The feats and heroism of Serbian soldiers in the First World War always deserve to be mentioned. No matter how much history has shed light on many epics of our ancestors’ struggles, many stories once told are still waiting to be etched into the collective memory of our people. The heroic feat of Jevto Jevtović is one of those.
Jevto Jevtović (1892-1977) from Gojna Gora was a private in the army of the Kingdom of Serbia and a member of the 10th Šumadija Regiment, a veteran of both Balkan wars, a participant in the defense of Belgrade, and a warrior from Cer.

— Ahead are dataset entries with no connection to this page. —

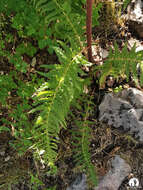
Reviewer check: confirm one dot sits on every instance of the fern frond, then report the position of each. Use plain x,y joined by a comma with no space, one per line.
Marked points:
81,143
121,63
54,99
57,11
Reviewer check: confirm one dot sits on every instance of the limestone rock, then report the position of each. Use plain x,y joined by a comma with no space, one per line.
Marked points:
124,111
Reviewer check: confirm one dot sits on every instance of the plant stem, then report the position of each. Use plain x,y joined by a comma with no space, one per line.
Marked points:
89,28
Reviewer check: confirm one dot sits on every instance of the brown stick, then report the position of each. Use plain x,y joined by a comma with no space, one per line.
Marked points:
89,28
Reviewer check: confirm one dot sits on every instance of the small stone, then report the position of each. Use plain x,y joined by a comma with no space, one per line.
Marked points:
114,177
79,183
127,111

He is the only soldier of the Serbian army who, after the retreat across Albania, carried a mountain cannon on his shoulders, without throwing it into the abyss of Prokletije. And so the cannon, carried on a back, appeared in Durrës. Intact. When the French General Guillaumat heard this, he asked to see him. He saluted Jevtović and handed him his Legion of Honour.

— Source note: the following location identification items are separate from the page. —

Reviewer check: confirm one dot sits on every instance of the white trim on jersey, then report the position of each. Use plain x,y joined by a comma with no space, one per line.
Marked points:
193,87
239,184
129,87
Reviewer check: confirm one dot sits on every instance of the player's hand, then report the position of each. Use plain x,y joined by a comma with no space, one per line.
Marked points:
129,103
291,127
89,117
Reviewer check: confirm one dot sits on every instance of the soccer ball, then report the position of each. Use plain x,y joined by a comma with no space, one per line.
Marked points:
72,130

The highlander, standing at attention, said to him through a translator: “I don’t need medals, I need ammunition, so I can return to Gojna Gora.”

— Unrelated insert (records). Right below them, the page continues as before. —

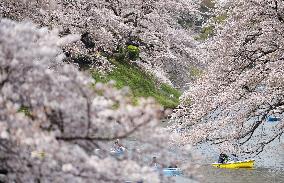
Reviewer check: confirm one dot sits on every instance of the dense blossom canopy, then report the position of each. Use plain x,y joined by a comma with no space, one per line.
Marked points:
106,26
243,84
69,119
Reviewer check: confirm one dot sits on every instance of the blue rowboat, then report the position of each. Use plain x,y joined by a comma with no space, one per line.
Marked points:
172,172
273,119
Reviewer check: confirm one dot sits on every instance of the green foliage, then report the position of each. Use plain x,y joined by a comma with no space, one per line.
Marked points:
141,84
205,33
195,71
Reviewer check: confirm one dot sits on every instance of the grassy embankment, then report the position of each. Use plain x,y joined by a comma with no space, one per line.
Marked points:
140,83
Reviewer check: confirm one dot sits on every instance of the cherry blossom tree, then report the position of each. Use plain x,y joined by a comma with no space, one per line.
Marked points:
242,86
106,26
66,132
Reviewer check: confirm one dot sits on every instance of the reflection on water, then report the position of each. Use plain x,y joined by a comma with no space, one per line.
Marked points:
217,175
258,175
269,166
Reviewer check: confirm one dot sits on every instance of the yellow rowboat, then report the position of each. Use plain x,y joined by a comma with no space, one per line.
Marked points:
235,164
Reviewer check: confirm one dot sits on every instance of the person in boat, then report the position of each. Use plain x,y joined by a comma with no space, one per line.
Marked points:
173,165
155,163
234,157
223,158
118,147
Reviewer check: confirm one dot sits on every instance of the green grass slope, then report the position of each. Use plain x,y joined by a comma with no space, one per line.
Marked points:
141,84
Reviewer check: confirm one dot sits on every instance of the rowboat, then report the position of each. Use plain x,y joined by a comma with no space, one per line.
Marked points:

The cannon, five shells, and Jevto Jevtović boarded a ship for Corfu, together with their comrades-in-arms, so that soon, the cannon and the wounded continued their journey to France, while Jevto remained on the Greek island with his father Sreten – a third-call reservist – and his two younger brothers, twins Ljubinko and Ljubivoje, to wait for the command to continue the warfare. During the war, Jevto kept a diary which was published in the Edition “The Warrior’s Word – Diaries of Peasant Soldiers,” Miodrag Jaćimović, 1980.
The carried cannon is kept today in the Military Museum in Marseille, France.